The computer programme Baby X is trained to respond to certain situations through the computer camera. The user can talk to her, and through facial recognition technology the virtual baby can recognise and tell when a person is interacting with her. The baby is capable of hearing words, which she will then process and understand to make sense of sounds.
The computer algorithms in the brain of the virtual toddler will imitate the behaviour of a real baby. The toddler's movements and expression are captured from the actual movements of real babies.
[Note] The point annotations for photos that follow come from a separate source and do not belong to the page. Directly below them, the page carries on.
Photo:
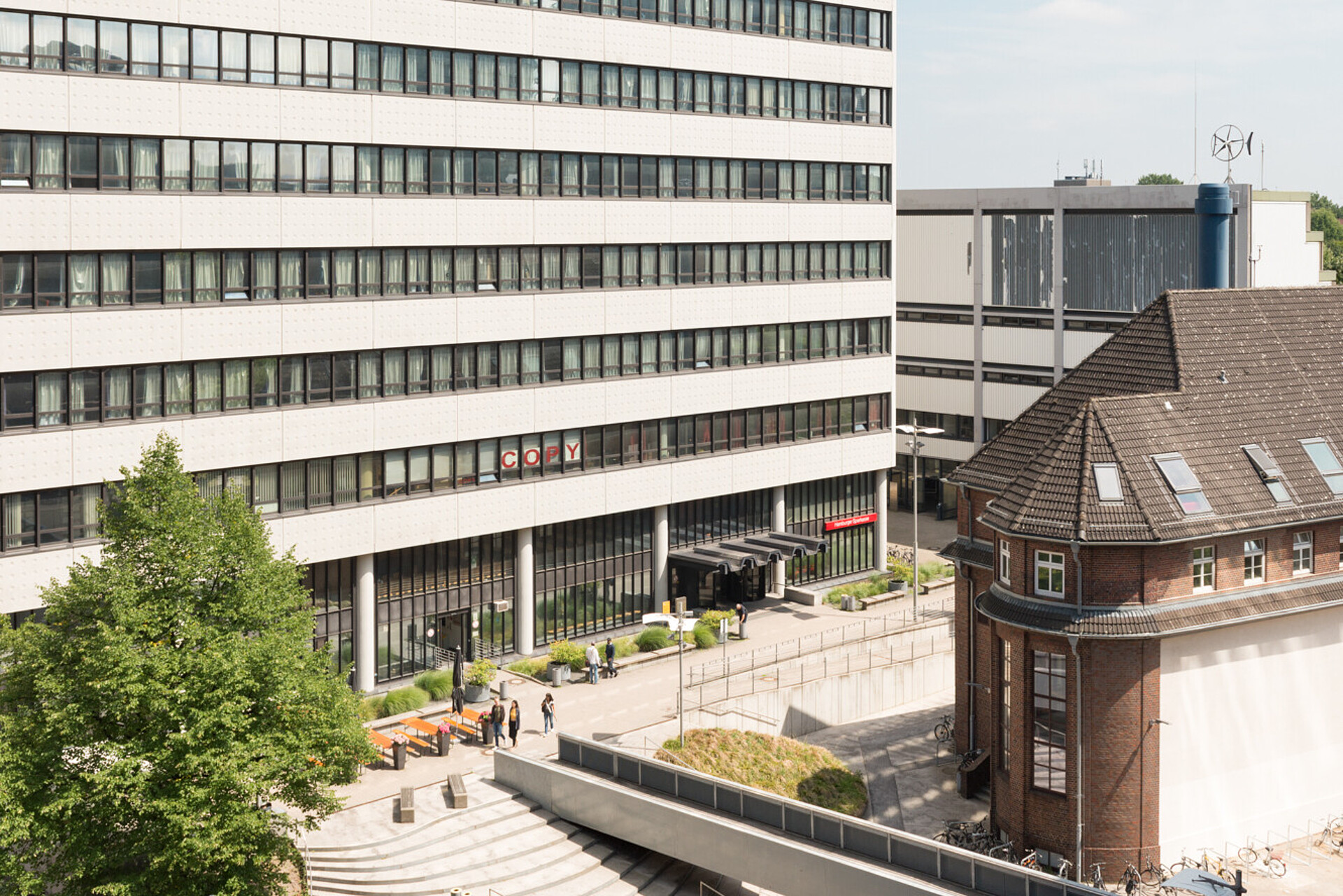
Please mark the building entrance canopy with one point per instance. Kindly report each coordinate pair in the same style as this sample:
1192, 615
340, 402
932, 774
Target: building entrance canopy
748, 553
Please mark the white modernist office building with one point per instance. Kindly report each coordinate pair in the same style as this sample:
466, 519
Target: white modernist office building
513, 321
1001, 292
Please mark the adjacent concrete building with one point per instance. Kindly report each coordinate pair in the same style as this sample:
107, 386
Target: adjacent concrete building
1001, 292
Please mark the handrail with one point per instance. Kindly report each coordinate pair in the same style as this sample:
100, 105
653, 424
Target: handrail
816, 642
855, 836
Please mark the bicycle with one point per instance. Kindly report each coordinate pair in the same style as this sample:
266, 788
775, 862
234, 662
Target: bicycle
1097, 880
1131, 880
1154, 874
1271, 859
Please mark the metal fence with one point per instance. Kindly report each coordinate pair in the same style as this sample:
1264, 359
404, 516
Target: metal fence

This will make interactions more interesting and psychologically impress the user for having a relationship with his computer. When the virtual baby is praised, virtual dopamine hormones will be released that will make the baby smile or giggle on the screen. When the users hide from the baby, it will cause the stress hormone cortisol to rise virtually, which will increase the baby's stress levels.
The system used on the virtual baby is an analysis of faces and how certain situations can affect the brain. It is not based on the system used in neuroscience.
Researchers have programmed the brain to interact with certain commands. For instance, if the users hold up the word "milk" the virtual toddler will respond by saying the word "milk."
The Auckland University scientist Dr. Mark Sagar created Baby X from his own daughter Francesca. The main aim, he explained, was to create a computer that can learn, think and behave like a real human and grow into an artificial intelligent adult.
BabyXs programme is not limited to artificial intelligence -- it can be used anywhere like in shops. The lighting could be designed based on this programme to interact with a shop's customers.
BabyX could be the pioneer to creating artificial intelligence.